Singer-guitarist for popular country duo was involved in a crash near Medford, New Jersey

Troy Gentry of the country music duo of Montgomery Gentry performs on the outdoor stage of the grandstand at The Great Frederick Fair in Frederick, Md., Thursday, Sept. 20, 2012. (AP Photo/Jon Elswick)

Troy Gentry, one half of the duo Montgomery Gentry, died in a helicopter crash on September 8th, 2017.


Troy Gentry, one half of the popular country duo Montgomery Gentry, died in a helicopter crash in Medford, New Jersey on Friday, September 8th, where he was scheduled to perform that evening. With his performing partner Eddie Montgomery, Gentry enjoyed a series of country hits throughout the 2000s, including five Number Ones. He was 50 years old.

The duo’s team shared the news earlier on Twitter, saying that no further details about the crash were known at this time. “[The] family wishes to acknowledge all of the kind thoughts and prayers, and asks for privacy at this time,” they wrote.


Born April 5th, 1967 in Lexington, Kentucky, Gentry and his eventual singing partner Eddie Montgomery formed the band Early Tymz with Eddie’s brother John Michael Montgomery, who’d go on to solo success as a country singer. Gentry tried his hand at a solo career, but eventually reunited with Montgomery to become Montgomery Gentry.

The duo signed with Columbia Records’ Nashville division, releasing their first single “Hillbilly Shoes” and the Top 5 follow-up “Lonely and Gone” – both from the album Tattoos & Scars – in 1999. The next year they were named the ACM’s Duo of the Year, and were nominated several times in the years that followed. Their next album, 2001’s Carrying On, produced the Number Two hit “She Couldn’t Change Me.” Montgomery Gentry really hit their stride in 2002, releasing a pair of Top 5 hits in “My Town” and “Speed” that combined the electrified edge of Southern rock with popular country themes of small town life, family and embracing the good times.

The duo scored their first Number One with the outlaw’s love story “If You Ever Stop Loving Me” from 2004’s You Do Your Thing. They followed that with subsequent chart-toppers “Something to Be Proud Of,” “Lucky Man,” “Back When I Knew It All” and “Roll With Me,” the last of which came in 2008. In 2009, they were invited to join the Grand Ole Opry.
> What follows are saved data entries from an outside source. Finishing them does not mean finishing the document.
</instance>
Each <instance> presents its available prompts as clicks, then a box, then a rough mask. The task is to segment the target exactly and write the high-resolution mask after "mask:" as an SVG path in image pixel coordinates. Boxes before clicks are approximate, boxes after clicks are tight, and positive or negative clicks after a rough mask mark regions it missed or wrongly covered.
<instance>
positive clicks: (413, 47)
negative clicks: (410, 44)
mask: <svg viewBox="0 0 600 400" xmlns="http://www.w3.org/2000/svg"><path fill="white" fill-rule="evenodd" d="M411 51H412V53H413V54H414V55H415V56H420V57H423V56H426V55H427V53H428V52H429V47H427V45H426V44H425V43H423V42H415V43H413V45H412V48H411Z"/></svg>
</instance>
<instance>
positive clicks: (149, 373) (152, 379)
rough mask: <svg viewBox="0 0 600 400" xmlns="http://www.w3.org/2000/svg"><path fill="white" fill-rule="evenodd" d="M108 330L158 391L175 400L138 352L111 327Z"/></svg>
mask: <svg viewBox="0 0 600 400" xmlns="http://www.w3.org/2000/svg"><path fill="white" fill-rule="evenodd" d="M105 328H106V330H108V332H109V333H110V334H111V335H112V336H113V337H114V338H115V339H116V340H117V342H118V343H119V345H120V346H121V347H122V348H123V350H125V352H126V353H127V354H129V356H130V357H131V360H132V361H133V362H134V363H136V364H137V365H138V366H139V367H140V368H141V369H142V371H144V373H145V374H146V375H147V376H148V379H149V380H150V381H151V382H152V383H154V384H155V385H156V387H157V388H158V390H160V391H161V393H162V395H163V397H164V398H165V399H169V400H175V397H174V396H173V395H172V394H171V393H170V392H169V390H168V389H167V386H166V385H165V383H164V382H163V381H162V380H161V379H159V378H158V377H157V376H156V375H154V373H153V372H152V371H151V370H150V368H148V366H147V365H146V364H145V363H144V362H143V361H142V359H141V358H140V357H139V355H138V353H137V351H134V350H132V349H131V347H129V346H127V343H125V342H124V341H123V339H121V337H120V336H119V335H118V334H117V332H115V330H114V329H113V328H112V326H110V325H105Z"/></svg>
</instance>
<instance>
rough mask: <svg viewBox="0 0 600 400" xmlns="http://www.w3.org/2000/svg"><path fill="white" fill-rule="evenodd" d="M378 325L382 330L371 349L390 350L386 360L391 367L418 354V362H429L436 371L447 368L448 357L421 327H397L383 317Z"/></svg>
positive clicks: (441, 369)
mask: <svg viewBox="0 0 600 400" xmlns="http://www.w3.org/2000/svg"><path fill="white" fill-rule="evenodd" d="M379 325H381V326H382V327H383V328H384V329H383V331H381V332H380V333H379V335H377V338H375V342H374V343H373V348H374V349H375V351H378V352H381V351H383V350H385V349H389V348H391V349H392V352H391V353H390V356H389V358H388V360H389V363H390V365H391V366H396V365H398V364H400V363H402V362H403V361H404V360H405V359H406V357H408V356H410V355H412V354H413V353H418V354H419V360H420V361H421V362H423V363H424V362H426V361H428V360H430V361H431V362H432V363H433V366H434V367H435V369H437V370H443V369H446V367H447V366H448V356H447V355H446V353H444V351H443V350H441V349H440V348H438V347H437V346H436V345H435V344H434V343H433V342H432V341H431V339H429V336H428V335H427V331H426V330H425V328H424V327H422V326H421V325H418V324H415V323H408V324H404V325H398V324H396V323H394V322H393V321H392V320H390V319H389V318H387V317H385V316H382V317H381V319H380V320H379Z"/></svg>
Early in the 2010s, Montgomery Gentry departed Columbia Nashville and signed with independent Average Joes, releasing the album Rebels on the Run and earning a Top 10 hit with “Where I Come From.” Their most recent release came in 2015 with the album Folks Like Us, which produced two singles: the title track, and “Headlights.”

Gentry is survived by his wife Angie and two daughters. Funeral arrangements are not yet known.